Last January, Kerry was immersed in the latest round of peace talks that were set to expire in late April. He started the year on a plane to Jerusalem, where he was greeted by Palestinian protests, threats of new Israeli settlement construction and criticism from U.S. officials over how the Obama administration was handling the delicate negotiations.
The hits kept coming.
Even as he urged both sides to resist tit-for-tat barbs, Kerry was lambasted by Israel's defense minister as “obsessive” and “messianic” and accused of ignoring demands that Palestinian officials said had to be part of a final deal.
He pushed Israeli Prime Minister Benjamin Netanyahu to uphold a pledge to release Palestinian prisoners, but to no avail. He prodded Palestinian President Mahmoud Abbas to consider recognizing Israel as a Jewish state, but was soundly rejected.
In the end, disputes over territorial borders, security, refugees and the fate of Jerusalem could not be settled.

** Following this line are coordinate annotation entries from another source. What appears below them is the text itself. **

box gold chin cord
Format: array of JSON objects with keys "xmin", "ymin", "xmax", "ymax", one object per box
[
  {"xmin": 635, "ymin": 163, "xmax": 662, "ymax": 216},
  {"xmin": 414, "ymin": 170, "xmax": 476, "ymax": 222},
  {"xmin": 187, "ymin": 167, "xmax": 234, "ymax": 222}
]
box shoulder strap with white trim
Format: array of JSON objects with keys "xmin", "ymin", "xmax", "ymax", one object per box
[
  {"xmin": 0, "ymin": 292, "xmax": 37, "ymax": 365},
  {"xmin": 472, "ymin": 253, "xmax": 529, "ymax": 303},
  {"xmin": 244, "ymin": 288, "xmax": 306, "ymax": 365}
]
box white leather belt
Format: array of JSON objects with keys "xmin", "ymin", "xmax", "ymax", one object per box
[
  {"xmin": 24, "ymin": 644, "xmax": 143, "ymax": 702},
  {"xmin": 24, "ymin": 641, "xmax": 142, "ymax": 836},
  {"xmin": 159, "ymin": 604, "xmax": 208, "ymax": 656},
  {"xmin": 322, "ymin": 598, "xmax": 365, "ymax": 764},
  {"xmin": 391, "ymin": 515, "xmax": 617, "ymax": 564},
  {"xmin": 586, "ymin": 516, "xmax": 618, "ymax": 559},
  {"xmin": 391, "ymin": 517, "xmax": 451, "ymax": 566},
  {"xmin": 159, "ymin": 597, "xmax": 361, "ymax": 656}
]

The final breakdown was set into motion when Israel moved ahead with plans to build settlement units in an area of east Jerusalem that Palestinians consider their territory.
“And, poof, that was sort of the moment,” Kerry told a Senate Foreign Relations Committee hearing in early April, just weeks before a deadline for a framework plan toward a final peace deal.
Soon afterward, Abbas agreed to form a unity government with Palestinian political rival Hamas, which Israel and the U.S. consider a terrorist organization. Israel angrily cut off the peace negotiations.
It only got worse.
The Obama administration had warned that the aborted peace talks could lead to a new Palestinian uprising. By summer, violence began to spiral with the kidnapping and deaths of three Israeli teenagers, allegedly by Hamas. That was followed by a suspected revenge killing of 16-year-old Palestinian youth by Israeli extremists.
The stage was set for a 50-day war in the Gaza Strip, which Hamas controls. The fighting killed at least 2,100 Palestinians and 72 people from Israel.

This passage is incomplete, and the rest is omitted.